賃貸オフィスビルの大家をしていますが、テナント会社のひとつが家賃を滞納して困っています。催促をすると、「保証金を預けているので今月はそれを充てて欲しい」と回答し、全く払うそぶりがありません。確かに、現在の賃貸借契約で賃料6ヶ月分の保証金を預かってはいるのですが、このような言い分が認められるのでしょうか。

敷金・保証金とは

敷金・保証金の目的

賃貸借契約を締結する場合、賃貸借契約に関連して発生する賃借人側の債務を担保する目的で、一定の金銭授受がなされることが通常です。住居用の不動産では敷金という名目の場合が大半ですが、事業用の物件の場合には保証金などの名目で同様の趣旨の金銭授受がなされることも多いです。その金額水準は、契約当事者の合意によって取り決められ、物件の種類や地域によって様々です(居住用物件より事業用物件の方が、首都圏より関西圏の方が高額となる傾向があります。)。

建設協力金と敷金

賃貸借契約を締結する場合、建設協力金などと称して敷金・保証金とは別の金銭授受がなされることもあります。このような建設協力金は、賃借人から賃貸人に対する賃貸物件建設資金の貸付の趣旨でなされることが多く、その場合、債務担保の目的でなされる敷金の交付とは異なる取り扱いを受けることがあります。逆に、建設協力金という名目であっても債務担保の目的で交付されたことが契約書の内容などから明らかであれば、その名目にかかわらず、敷金・保証金と同様の取り扱いを受けることになります。

敷金・保証金の充当

では本問のように、賃借人であるテナントが敷金を未払賃料に充てて欲しいと求めてきた場合、賃貸人である不動産オーナーはこれを拒否できるでしょうか。

賃借人の側から充当することはできない

この点、敷金や保証金は、あくまで賃貸物件返還完了時までの債務担保を目的とするものであるという性質を有しています。
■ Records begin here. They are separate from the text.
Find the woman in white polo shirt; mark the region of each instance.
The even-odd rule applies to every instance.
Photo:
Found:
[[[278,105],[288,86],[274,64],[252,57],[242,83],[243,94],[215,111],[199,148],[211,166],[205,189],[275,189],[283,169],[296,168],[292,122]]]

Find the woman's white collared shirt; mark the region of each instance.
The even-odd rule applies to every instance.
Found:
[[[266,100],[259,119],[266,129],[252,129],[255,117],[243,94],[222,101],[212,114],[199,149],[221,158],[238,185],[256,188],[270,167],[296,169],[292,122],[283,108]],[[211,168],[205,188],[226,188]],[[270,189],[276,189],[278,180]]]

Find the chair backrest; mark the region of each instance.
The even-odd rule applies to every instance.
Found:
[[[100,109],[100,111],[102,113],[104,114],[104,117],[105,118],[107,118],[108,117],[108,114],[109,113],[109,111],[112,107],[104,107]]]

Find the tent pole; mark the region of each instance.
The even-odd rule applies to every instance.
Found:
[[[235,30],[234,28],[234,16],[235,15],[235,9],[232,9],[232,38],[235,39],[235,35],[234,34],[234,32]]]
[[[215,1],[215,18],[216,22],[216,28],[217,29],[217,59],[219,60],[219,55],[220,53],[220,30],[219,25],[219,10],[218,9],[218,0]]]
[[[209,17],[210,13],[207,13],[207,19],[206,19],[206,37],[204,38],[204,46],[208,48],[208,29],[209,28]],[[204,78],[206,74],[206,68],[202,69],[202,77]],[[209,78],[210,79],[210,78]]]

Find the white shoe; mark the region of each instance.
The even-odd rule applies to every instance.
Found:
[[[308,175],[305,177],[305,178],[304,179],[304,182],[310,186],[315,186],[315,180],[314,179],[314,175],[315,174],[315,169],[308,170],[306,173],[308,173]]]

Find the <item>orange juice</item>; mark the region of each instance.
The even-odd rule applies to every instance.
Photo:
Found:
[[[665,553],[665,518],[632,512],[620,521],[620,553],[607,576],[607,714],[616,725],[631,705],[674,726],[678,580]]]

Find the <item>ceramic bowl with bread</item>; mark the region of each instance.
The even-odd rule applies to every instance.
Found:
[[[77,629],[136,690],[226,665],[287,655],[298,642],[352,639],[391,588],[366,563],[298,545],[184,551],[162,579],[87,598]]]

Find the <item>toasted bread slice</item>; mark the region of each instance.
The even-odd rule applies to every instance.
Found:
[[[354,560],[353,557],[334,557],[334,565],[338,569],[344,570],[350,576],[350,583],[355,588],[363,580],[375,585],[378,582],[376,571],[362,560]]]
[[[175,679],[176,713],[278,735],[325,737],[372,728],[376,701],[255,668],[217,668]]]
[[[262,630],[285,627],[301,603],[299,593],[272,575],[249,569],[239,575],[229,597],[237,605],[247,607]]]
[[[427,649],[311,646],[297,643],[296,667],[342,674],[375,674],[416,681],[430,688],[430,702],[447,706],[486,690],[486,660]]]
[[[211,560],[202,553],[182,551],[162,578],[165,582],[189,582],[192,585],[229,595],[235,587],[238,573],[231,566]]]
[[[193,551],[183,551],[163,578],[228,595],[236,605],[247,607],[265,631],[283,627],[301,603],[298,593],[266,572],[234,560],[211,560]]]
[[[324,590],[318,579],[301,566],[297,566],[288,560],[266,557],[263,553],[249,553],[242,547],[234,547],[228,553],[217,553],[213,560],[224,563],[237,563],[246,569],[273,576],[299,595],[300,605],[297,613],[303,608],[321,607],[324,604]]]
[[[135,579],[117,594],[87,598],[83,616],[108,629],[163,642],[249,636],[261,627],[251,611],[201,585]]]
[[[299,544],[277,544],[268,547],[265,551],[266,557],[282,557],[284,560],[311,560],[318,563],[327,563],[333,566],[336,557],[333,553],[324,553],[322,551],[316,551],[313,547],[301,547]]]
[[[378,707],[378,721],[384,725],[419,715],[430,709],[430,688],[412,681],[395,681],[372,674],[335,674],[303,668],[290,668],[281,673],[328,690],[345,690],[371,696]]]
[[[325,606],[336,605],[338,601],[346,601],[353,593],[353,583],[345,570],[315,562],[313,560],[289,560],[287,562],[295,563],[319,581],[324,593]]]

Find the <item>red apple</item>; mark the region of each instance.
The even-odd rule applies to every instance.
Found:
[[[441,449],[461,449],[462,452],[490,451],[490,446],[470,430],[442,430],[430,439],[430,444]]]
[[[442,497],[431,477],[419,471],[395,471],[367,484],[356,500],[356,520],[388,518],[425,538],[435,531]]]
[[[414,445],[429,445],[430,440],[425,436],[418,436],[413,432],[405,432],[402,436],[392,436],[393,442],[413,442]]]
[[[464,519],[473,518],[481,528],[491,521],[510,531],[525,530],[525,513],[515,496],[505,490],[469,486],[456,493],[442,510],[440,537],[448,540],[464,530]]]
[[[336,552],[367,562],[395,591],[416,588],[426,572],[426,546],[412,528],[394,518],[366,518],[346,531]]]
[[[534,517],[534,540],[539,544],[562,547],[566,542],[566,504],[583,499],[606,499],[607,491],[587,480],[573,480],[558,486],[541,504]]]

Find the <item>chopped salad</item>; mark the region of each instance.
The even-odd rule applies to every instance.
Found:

このため、賃貸借契約の存続中は賃借人の賃料不払いがあったとしても、特段の事情がない限り、当該賃料滞納の時点で当然に敷金・保証金が充当されるものではなく、また、賃借人の側から充当を請求する権利もないというのが判例です(もっとも、賃貸人の側から充当を行うことはできるとされています。)。目的物返還前は敷金返還請求権が具体的に発生していない以上、賃借人から相殺を主張することもできません。

契約解除で対応することも可能

以上からすれば、賃貸借契約書に賃借人の側から充当を要求できる特約条項などが記載されていない限り、本問のようなテナント側の言い分が認められる可能性は低いといえます。にもかかわらず、賃借人が一方的な主張を繰り返し、敷金・保証金からの充当を求めて賃料の滞納を継続する場合には、もはや信頼関係を維持することは不可能として、契約解除による立ち退きを求めることも考えられるでしょう。

判例

賃貸人が月額8万円の建物賃料を3ヶ月分延滞し敷金が16万円預けられていたという事案において「賃貸借契約において敷金が差しいれられていても、敷金の性質上、特段の事情のないかぎり、賃料延滞の場合賃料延滞を理由として契約を解除することのできないものでないことは明らか」として家賃滞納による契約解除を有効と判断しています(最高裁判所第2小法廷昭和45年9月18日判決)。